7.      Pandangan Yesus berbeda dari pandangan dunia yang menganggap bahwa kebesaran ditentukan oleh seberapa banyak orang yang melayani kita. Dunia memang mencari kebesaran dalam bentuk kuasa, popularitas, dan kekayaan. Ambisi dunia adalah menerima perhatian dan penghargaan. Lalu salahkah berambisi menjadi orang besar? Bukan demikian. Yesus ingin meluruskan pandangan bahwa kebesaran adalah menjadi orang pertama, sementara orang lain menjadi nomor dua, tiga, dan seterusnya. Kebesaran sejati bukan menempatkan diri di atas orang lain supaya kita dimuliakan. Kebesaran adalah menempatkan diri kita untuk melayani dan menjadi berkat bagi sesama. Misalnya seorang dokter. Ia dianggap besar bukan karena ia seorang spesialis yang bekerja di rumah sakit mahal. Atau karena ia sering menjadi pembicara di seminar-seminar kesehatan. Ia dianggap besar bila ia juga menyediakan waktunya untuk menangani orang miskin.

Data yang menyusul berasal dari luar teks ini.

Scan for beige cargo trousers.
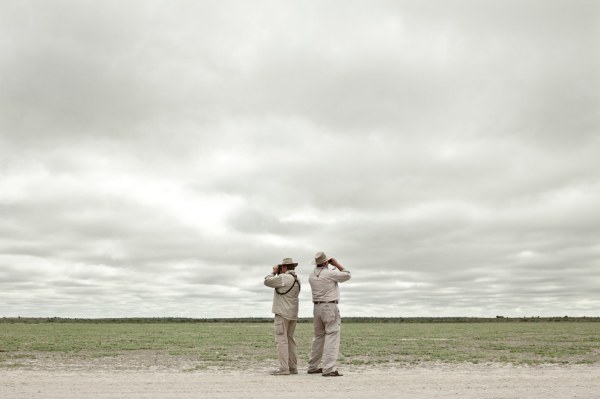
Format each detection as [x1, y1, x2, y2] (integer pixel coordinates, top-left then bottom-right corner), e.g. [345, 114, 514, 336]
[274, 314, 297, 372]
[307, 303, 341, 374]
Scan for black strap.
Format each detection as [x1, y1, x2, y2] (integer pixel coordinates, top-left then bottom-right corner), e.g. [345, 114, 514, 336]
[276, 274, 301, 295]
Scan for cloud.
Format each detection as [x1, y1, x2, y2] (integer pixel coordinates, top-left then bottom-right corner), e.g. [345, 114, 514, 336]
[1, 0, 599, 318]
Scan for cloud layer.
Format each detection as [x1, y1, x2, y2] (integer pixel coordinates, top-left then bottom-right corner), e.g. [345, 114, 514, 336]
[1, 0, 599, 318]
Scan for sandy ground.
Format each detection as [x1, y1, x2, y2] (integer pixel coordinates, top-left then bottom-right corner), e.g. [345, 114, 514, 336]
[2, 364, 599, 399]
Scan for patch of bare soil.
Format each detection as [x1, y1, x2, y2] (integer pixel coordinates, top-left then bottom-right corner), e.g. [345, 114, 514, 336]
[2, 355, 599, 398]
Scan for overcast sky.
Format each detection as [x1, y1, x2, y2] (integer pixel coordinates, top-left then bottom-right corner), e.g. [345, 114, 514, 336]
[1, 0, 599, 319]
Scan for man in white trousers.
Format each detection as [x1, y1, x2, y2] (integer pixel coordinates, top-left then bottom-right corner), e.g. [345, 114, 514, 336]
[307, 251, 351, 377]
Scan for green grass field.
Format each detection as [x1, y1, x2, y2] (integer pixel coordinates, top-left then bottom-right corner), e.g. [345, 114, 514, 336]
[1, 321, 599, 369]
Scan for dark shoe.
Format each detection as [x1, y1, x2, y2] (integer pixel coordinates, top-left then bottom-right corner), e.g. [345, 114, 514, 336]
[289, 369, 298, 375]
[322, 370, 343, 377]
[307, 368, 323, 374]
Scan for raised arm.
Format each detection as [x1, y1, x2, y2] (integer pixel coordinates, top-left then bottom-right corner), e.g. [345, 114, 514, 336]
[329, 258, 351, 282]
[265, 265, 287, 288]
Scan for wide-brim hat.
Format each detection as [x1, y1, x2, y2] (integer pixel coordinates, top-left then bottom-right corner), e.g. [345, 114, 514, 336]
[313, 251, 331, 265]
[278, 257, 298, 267]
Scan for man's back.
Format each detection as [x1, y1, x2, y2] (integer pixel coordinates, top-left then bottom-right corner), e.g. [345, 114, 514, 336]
[309, 267, 351, 302]
[265, 271, 300, 320]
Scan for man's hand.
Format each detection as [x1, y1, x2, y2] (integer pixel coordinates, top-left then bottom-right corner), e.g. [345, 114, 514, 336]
[272, 265, 279, 275]
[329, 258, 344, 271]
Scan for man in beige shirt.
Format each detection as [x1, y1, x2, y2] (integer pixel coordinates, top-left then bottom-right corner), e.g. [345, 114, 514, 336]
[264, 257, 301, 375]
[307, 251, 351, 377]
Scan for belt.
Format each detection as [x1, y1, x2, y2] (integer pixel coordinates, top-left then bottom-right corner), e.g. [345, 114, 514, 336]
[313, 300, 338, 304]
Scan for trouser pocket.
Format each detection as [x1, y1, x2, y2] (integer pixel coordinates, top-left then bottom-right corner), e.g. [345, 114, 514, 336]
[275, 319, 284, 335]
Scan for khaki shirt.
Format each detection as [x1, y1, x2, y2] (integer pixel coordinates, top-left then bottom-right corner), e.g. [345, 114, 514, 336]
[264, 271, 300, 320]
[308, 267, 351, 302]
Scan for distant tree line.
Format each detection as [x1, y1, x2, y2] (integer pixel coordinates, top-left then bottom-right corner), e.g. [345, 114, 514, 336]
[1, 316, 599, 324]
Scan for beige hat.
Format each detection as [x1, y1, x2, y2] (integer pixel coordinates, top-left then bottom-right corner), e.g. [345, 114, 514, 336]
[313, 251, 331, 265]
[278, 257, 298, 267]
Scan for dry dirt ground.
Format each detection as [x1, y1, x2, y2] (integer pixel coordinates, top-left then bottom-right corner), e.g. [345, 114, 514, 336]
[2, 361, 599, 399]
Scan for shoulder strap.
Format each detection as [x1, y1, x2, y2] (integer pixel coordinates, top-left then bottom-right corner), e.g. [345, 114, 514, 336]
[275, 274, 301, 295]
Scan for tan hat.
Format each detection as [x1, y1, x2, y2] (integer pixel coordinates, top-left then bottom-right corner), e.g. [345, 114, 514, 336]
[278, 257, 298, 267]
[313, 251, 331, 265]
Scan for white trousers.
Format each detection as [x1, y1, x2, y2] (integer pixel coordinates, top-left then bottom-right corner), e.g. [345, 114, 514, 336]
[308, 303, 341, 374]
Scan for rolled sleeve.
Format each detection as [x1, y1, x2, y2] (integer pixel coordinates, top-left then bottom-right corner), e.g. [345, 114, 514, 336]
[332, 270, 351, 283]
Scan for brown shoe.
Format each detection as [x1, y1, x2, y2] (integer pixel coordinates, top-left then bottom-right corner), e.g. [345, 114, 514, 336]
[270, 369, 290, 376]
[307, 368, 323, 374]
[322, 370, 343, 377]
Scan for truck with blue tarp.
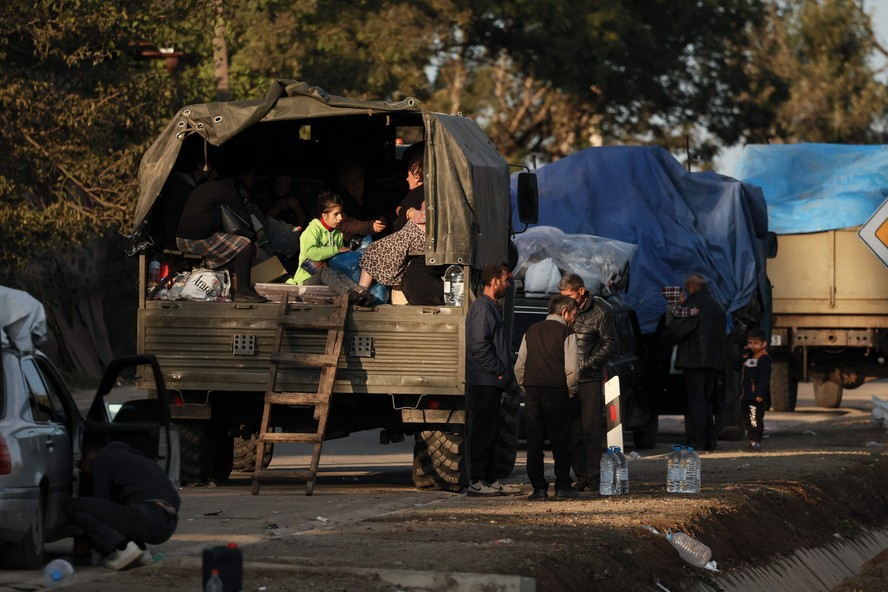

8.      Hasrat menjadi yang terbesar dapat mengancam keefektifan kita sebagai murid Tuhan. Hasrat untuk dimuliakan seharusnya tidak dimiliki seorang pengikut Yesus. Apa solusinya? Milikilah hati seorang hamba. Bersiaplah mengutamakan orang lain dan merendahkan diri sendiri. Ingatlah bahwa Yesus rela dianggap tak berarti dan memikul salib bagi kita. “Barangsiapa setia dalam perkara-perkara kecil, ia setia juga dalam perkara-perkara besar. Dan barangsiapa tidak benar dalam perkara-perkara kecil, ia tidak benar juga dalam perkara-perkara besar.” (Lukas 16:10)
9.      Jadilah sebagai orang Kristen yang Rendah hati, bukan mengutamakan keinginan diri sendiri (egos) tetapi hendaknya masing-masing melayani satu dengan yang lain dengan rasa tanggungjawab meneladani model pelayanan Tuhan Jesus.